Covid. Draghi: “Pandemia non è finita, la variante Delta crea incertezza. Ora più tamponi e sequenziamento, altri fanno più di noi”. E poi su Ema: “Troppa confusione, va rinforzata”

Covid. Draghi: “Pandemia non è finita, la variante Delta crea incertezza. Ora più tamponi e sequenziamento, altri fanno più di noi”. E poi su Ema: “Troppa confusione, va rinforzata”
Il presidente del Consiglio in conferenza stampa al termine del Consiglio europeo ha fatto il punto sull’emergenza Covid. “La variante Delta sta creando incertezza anche sulla ripresa economica”. E sull’Italia: “Prima di tutto teniamo alta la pressione sui tamponi: continuiamo a farli. È molto, molto importante per individuare con prontezza lo sviluppo di nuove varianti e di nuovi contagi. In Consiglio è venuto fuori che molti Paesi sequenziano molto, molto più di noi”.

“La pandemia non è finita, non se siamo ancora fuori, va ancora affrontata con determinazione, attenzione e vigilanza. In Inghilterra vediamo come la diffusione della variante Delta stia creando incertezza nella ripresa economica su cui l'Inghilterra era avviata molto bene. Non vogliamo trovarci in questa situazione né soprattutto, in autunno, quando ricominciano le scuole, quando i trasporti tornano ad essere pieni, non vogliamo trovarci nella situazione dello scorso anno.
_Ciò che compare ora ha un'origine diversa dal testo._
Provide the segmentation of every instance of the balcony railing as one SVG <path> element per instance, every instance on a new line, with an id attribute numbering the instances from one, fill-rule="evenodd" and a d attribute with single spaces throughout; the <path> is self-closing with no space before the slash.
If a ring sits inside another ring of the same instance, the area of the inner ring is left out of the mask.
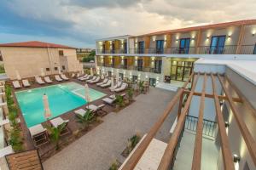
<path id="1" fill-rule="evenodd" d="M 127 54 L 126 49 L 96 50 L 97 54 Z M 172 47 L 172 48 L 129 48 L 129 54 L 256 54 L 255 45 L 226 45 L 199 46 L 195 47 Z"/>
È passato un anno, avremmo pure imparato qualcosa”. È questo l’avvertimento del presidente del Consiglio Mario Draghi in conferenza stampa dopo il Consiglio Ue.
 
Draghi ha evidenziato come per combattere la pandemia di Covid-19 “prima di tutto teniamo alta la pressione sui tamponi: continuiamo a farli. E' molto, molto importante per individuare con prontezza lo sviluppo di nuove varianti e di nuovi contagi. E sequenziamo molto di più: nella discussione che c'è stata è venuto fuori che molti Paesi sequenziano molto, molto più di noi”.
 
E poi un passaggio sull’Agenzia del farmaco europea. “È presto per dire” come riformare l'Ema “però ho sollevato io stesso il tema e c'è stata una certa convergenza. È un aspetto complesso ma certamente nell'ultimo anno abbiamo visto una certa difformità di pronunciamenti tra Ema e le autorità nazionali, esitazioni – certamente anche dovute al fatto che tutti apprendevamo in corso d'opera – però si è vista una notevole confusione. Credo che Ema abbia bisogno di essere rinforzata per avere i poteri che le spettano e che altre agenzie esercitano in altri Paesi, pensiamo agli Usa”.
 
Infine sui vaccini russo e cinese non ancora approvati in Europa: “Lo Sputnik non è riuscito ad ottenere l'approvazione dell'Ema e forse non lo sarà mai. Il vaccino cinese non è adeguato ad affrontare la pandemia”.